Veracity: Declarative Multicore Programming with Commutativity

TL;DR

Veracity introduces a declarative multicore programming paradigm where programmers specify commutativity conditions to enable safe parallel execution, simplifying multicore programming and improving concurrency performance.

Contribution

The paper presents a new language and methodology for expressing and verifying commutativity conditions, enabling automatic synthesis and safe parallelization of sequential programs.

Findings

Automatic generation of commutativity conditions across benchmarks

Concurrency speedups observed with increased computation

Application to filesystem and blockchain smart contracts

Abstract

There is an ongoing effort to provide programming abstractions that ease the burden of exploiting multicore hardware. Many programming abstractions (e.g., concurrent objects, transactional memory, etc.) simplify matters, but still involve intricate engineering. We argue that some difficulty of multicore programming can be meliorated through a declarative programming style in which programmers directly express the independence of fragments of sequential programs. In our proposed paradigm, programmers write programs in a familiar, sequential manner, with the added ability to explicitly express the conditions under which code fragments sequentially commute. Putting such commutativity conditions into source code offers a new entry point for a compiler to exploit the known connection between commutativity and parallelism. We give a semantics for the programmer's sequential perspective and, under a correctness condition, find that a compiler-transformed parallel execution is equivalent to the sequential semantics. Serializability/linearizability are not the right fit for this condition, so we introduce scoped serializability and show how it can be enforced with lock synthesis techniques.
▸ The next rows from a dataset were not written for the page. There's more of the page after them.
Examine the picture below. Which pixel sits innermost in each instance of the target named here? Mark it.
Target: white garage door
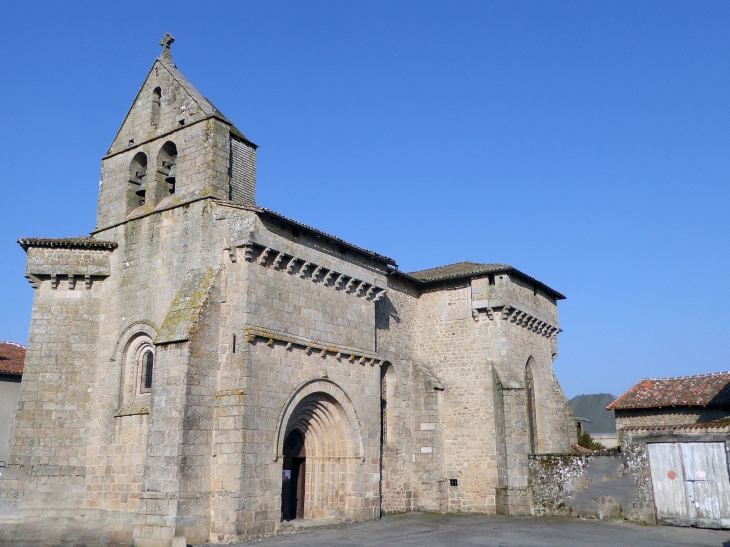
(691, 484)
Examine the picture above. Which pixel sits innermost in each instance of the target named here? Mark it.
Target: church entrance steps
(307, 525)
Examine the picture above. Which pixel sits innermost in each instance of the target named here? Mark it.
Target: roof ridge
(685, 377)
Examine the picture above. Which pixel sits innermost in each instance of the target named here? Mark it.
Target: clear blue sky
(585, 143)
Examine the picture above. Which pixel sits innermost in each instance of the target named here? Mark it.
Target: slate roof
(315, 231)
(12, 356)
(722, 423)
(469, 269)
(593, 408)
(67, 242)
(700, 390)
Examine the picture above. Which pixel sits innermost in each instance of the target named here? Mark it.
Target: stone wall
(601, 485)
(9, 393)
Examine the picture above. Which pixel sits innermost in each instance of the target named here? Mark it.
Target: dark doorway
(292, 479)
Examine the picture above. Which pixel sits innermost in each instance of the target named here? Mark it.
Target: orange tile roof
(700, 390)
(12, 356)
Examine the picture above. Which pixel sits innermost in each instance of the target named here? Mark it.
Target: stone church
(201, 368)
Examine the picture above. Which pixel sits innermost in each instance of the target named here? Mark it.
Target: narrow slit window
(148, 363)
(156, 100)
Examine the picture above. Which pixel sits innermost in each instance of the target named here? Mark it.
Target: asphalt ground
(436, 530)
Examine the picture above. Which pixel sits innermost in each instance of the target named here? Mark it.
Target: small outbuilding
(674, 432)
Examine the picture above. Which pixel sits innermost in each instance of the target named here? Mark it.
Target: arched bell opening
(137, 182)
(320, 440)
(166, 171)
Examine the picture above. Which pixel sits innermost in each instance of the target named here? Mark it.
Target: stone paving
(437, 530)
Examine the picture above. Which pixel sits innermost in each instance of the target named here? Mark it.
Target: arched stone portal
(320, 446)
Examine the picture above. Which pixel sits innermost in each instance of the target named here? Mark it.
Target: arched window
(148, 362)
(156, 100)
(167, 168)
(137, 186)
(531, 407)
(387, 386)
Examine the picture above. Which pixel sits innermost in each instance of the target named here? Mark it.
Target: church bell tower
(173, 147)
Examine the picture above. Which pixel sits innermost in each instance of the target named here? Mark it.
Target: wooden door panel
(708, 484)
(667, 475)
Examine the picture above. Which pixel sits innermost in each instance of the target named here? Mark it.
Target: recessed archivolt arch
(134, 329)
(325, 416)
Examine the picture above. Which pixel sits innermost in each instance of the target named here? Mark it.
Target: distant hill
(593, 408)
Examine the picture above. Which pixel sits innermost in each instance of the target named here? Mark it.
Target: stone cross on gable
(166, 42)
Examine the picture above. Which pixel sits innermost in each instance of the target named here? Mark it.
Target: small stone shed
(674, 436)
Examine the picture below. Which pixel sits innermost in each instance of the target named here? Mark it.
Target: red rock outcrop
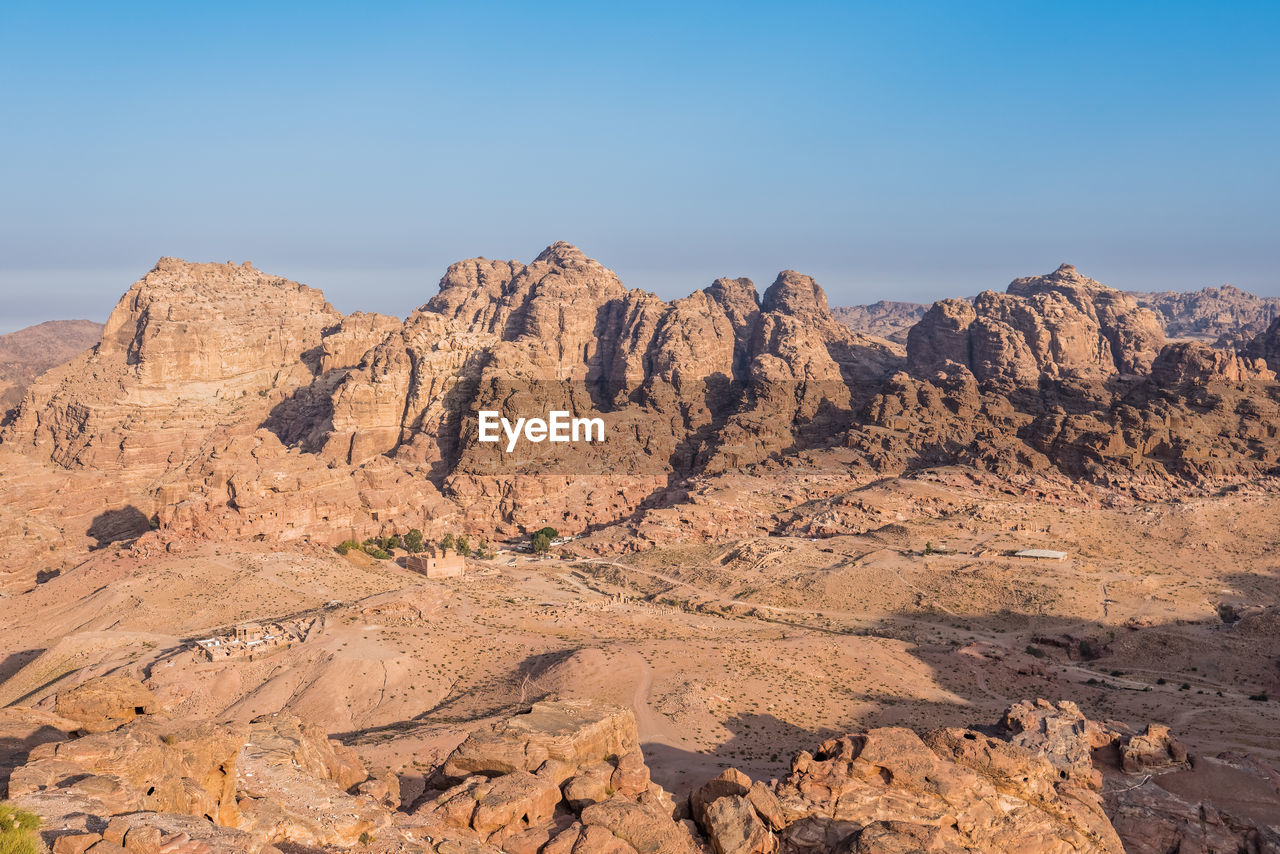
(890, 790)
(236, 788)
(1054, 327)
(567, 776)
We next describe a technique for automatically verifying and synthesizing commute conditions via a new reduction from our commute blocks to logical specifications, upon which symbolic commutativity reasoning can be performed. We implemented our work in a new language called Veracity, implemented in Multicore OCaml. We show that commutativity conditions can be automatically generated across a variety of new benchmark programs, confirm the expectation that concurrency speedups can be seen as the computation increases, and apply our work to a small in-memory filesystem and an adaptation of a crowdfund blockchain smart contract.